The retail industry is evolving, by putting the experience back into the equation in order to thrive in modern society. Retail and Mall operators will have to continue to find innovative ways to fill spaces that motivate consumers to leave their homes. Mall operators especially must analyze what a mall can be, and they must envision themselves no longer as real estate brokers, but instead as customer-facing providers of shoppable entertainment.

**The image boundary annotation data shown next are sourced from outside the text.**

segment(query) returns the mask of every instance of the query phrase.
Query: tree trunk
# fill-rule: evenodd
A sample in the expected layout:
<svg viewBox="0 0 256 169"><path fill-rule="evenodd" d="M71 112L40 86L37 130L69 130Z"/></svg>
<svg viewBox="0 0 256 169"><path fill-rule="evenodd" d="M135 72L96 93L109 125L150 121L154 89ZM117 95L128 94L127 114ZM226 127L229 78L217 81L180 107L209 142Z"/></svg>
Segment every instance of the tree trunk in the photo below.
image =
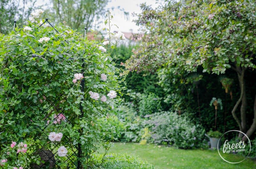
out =
<svg viewBox="0 0 256 169"><path fill-rule="evenodd" d="M254 100L253 111L254 112L254 118L253 119L252 124L246 133L246 136L247 136L248 137L250 137L253 133L254 131L256 129L256 95L255 95L255 99ZM247 140L247 137L245 136L244 136L242 139L242 141L245 141Z"/></svg>
<svg viewBox="0 0 256 169"><path fill-rule="evenodd" d="M245 133L246 132L246 107L247 101L245 92L245 85L244 82L244 68L242 68L242 73L241 74L238 73L238 80L240 86L241 92L243 93L242 99L241 107L240 109L241 115L241 131ZM243 90L243 91L242 91Z"/></svg>
<svg viewBox="0 0 256 169"><path fill-rule="evenodd" d="M237 116L236 116L236 109L237 108L238 106L240 104L241 102L244 101L244 98L245 97L245 95L244 95L244 92L245 91L245 86L244 86L244 71L245 70L245 69L244 68L241 69L239 66L236 66L235 69L235 70L237 73L238 80L239 81L239 84L240 85L241 94L240 94L240 97L239 97L238 100L237 100L237 101L236 102L236 104L235 105L233 110L232 110L231 113L232 113L232 115L233 116L233 117L234 118L234 119L235 119L235 120L236 120L236 123L237 123L238 126L239 126L239 130L242 131L243 131L243 126L242 126L241 124L242 123L238 119ZM243 98L244 99L243 99ZM243 104L243 103L242 103L242 104ZM244 104L243 106L244 107L245 106ZM240 110L242 110L242 109L241 108ZM241 114L241 118L242 116L243 116L243 119L244 120L244 118L245 117L245 116L244 114L242 115L242 112L240 112L240 114ZM245 123L244 122L244 125L245 124ZM239 136L241 137L241 136Z"/></svg>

Consider that today, a shopping center might tear down a vacant anchor store to add a hotel or a medical building, or it may remove the roof and add an open-air atrium where shoppers can relax, visit and even work – enhancing the community it is a part of. As malls transform use, a former retail mall or vacant anchor store might now include retail space and a mix of amenities that bolsters the property and makes it a vibrant complex that may include medical, office, dining and entertainment facilities. Among its new amenities, activities like a rock-climbing wall and indoor skydiving, educational labs for kids, culinary arts classes, pottery and craft making, art galleries and craft beer-making classes may be offered.
What e-commerce can’t offer, that these activities provide, is the human interaction and live hands-on experiences that consumers crave. In our increasingly digital world, more and more people seek opportunities to spend quality time with other people. There is a need for shoppers to be able to see and touch the products, and to be afforded unique opportunities for experiences they cannot get in cyberspace.
Tom McGee, President and CEO of ICSC (International Council of Shopping Centers) and a Forbes writer/ contributor, highlighted in an article last year that “the increasing popularity of dining out is revitalizing retail real estate across the country by creating a true sense of community where people can go out to dinner, take in a movie and shop, all in one place. Shopping center investors, landlords and other tenants are seeing reenergized properties and storefronts as well as the workforce”1.
Focusing on the full social experience has helped downtowns and retailers redevelop and become vibrant again even as e-commerce grows. In fact, the shopping center occupancy rate stands at a healthy 93.2 percent, according to the National Council of Real Estate Investment Fiduciaries; while research by the International Council of Shopping Centers finds that American consumers log 1.5 billion visits to shopping centers every month. By transforming vacant anchor ghosts and empty stores into destinations that offer more than just shopping, more people will ultimately stay longer, spend more money, and experience the offerings that promote an excellent quality of life. A successful example of this is Jacksonville, Florida where aging shopping centers are making a comeback2 in suburban areas.
The evolution of both private and public spaces goes hand in hand as cities strive to continue place making – defined by the Project for Public Spaces as “a collaborative process by which we can shape our public realm in order to maximize shared value. More than just promoting better urban design, Placemaking facilitates creative patterns of use, paying particular attention to the physical, cultural, and social identities that define a place and support its ongoing evolution”3. Retailers and downtowns have discovered that a store’s or area’s artistry must appeal to the shoppers’ sensory experiences. The design and layout of the area/stores must be pleasing to the eye, but the best designs of all, specialists say, will incorporate immersive experiences that affect the person’s very soul. As we have learned from the Knight Foundation, which RMA consistently emphasizes to our client cities, it’s the feeling and experience that people get when they come to your city (or store) that makes the difference 4.